View a timeline of the history of Griffith Gothic & Bell Gothic in design.
Typefaces fall into the ebb and flow of fashion just like, well, fashion.
In recent years, a font called Bell Gothic has gained favor with art directors
the same way denim jackets and Kate Spade bags are de rigueur with teenage
girls. And since the creation of the even more popular Griffith Gothic
in 1997 (a kind of remastered version that's so good it's its own thing),
these related typefaces have become a bona fide trend. In the past
four years, they've been used in everything from El Espectador in
Bogotá to Jane magazine.
The original Bell font--created in 1937 by Chauncey Griffith for Bell
Telephone Company--was designed to maximize the amount of information that
could fit onto one phone-book page and be legible under the poorest
conditions. "I had always admired the Bell Gothic design because it
solves its problem really well," says Tobias Frere-Jones, a graphic-design
critic at Yale University school of art and creator of Griffith Gothic.
"But it reproduced constraints that were no longer relevant,"

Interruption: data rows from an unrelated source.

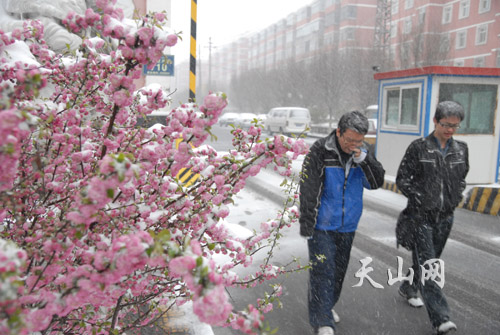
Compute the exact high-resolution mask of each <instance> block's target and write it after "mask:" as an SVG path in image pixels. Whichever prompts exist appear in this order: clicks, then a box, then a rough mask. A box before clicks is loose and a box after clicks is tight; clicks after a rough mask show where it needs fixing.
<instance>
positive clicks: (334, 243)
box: [307, 230, 354, 329]
mask: <svg viewBox="0 0 500 335" xmlns="http://www.w3.org/2000/svg"><path fill="white" fill-rule="evenodd" d="M353 240H354V232H352V233H339V232H334V231H319V230H315V231H314V234H313V237H312V238H311V239H309V240H308V243H307V244H308V247H309V261H310V262H311V264H312V267H311V269H310V271H309V294H308V300H309V323H310V324H311V326H312V327H313V328H314V329H318V328H319V327H323V326H330V327H332V328H334V329H335V323H334V321H333V315H332V308H333V306H335V304H336V303H337V301H338V300H339V297H340V291H341V290H342V284H343V282H344V277H345V274H346V271H347V265H348V264H349V257H350V254H351V247H352V242H353ZM318 257H319V258H318Z"/></svg>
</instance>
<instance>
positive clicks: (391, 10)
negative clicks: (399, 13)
mask: <svg viewBox="0 0 500 335" xmlns="http://www.w3.org/2000/svg"><path fill="white" fill-rule="evenodd" d="M398 12H399V0H392V2H391V14H397V13H398Z"/></svg>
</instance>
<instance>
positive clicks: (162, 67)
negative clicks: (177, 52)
mask: <svg viewBox="0 0 500 335" xmlns="http://www.w3.org/2000/svg"><path fill="white" fill-rule="evenodd" d="M142 73H143V74H145V75H148V76H173V75H174V56H173V55H167V56H165V55H164V56H161V59H160V60H159V61H158V63H156V65H155V67H154V68H152V69H151V70H148V68H147V67H146V65H144V66H143V68H142Z"/></svg>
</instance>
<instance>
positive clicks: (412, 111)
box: [384, 86, 420, 129]
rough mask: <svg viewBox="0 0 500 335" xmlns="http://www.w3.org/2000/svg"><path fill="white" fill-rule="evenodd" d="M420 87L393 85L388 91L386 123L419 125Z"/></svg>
mask: <svg viewBox="0 0 500 335" xmlns="http://www.w3.org/2000/svg"><path fill="white" fill-rule="evenodd" d="M419 96H420V87H415V86H413V87H411V86H409V87H391V88H390V89H387V91H386V110H385V118H384V125H385V126H388V127H396V128H403V129H408V128H416V127H417V125H418V106H419Z"/></svg>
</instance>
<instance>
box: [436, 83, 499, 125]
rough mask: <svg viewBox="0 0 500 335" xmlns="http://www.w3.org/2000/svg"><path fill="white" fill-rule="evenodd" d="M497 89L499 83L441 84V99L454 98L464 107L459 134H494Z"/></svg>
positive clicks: (459, 103) (442, 100)
mask: <svg viewBox="0 0 500 335" xmlns="http://www.w3.org/2000/svg"><path fill="white" fill-rule="evenodd" d="M497 91H498V85H480V84H441V85H440V87H439V101H446V100H453V101H456V102H458V103H459V104H461V105H462V107H463V108H464V110H465V119H464V120H463V121H462V123H461V124H460V128H459V129H458V133H459V134H493V127H494V124H495V119H494V117H495V108H496V97H497Z"/></svg>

he says, citing the width restrictions imposed by the old linotype machines.
Of Griffith Gothic--which he created for Font Bureau--he explains,
"Much of what I was doing was to take Chauncey Griffith's ideas
and play them out in an environment that didn't have too many technical
restrictions."
Both Bell and Griffith are most easily identified by the thin
crossbars on the letter I. However, Griffith's characters are freer
than Bell's, which look like they're pressed inside a rectangle.
"We needed a typeface that was authoritative, that had boldness and
strength," New York magazine's Michael Picón says of
why he redesigned its pages with Griffith last year. "But we also
wanted to soften it up and put social trend pieces in [the magazine]. This
font embraces all of those things."
Frere-Jones, of the Hoefler Type Foundry, suggests computer pervasiveness
as the reason for the fonts' appeal. "People are beginning to tire
of anything overly clinical and cold."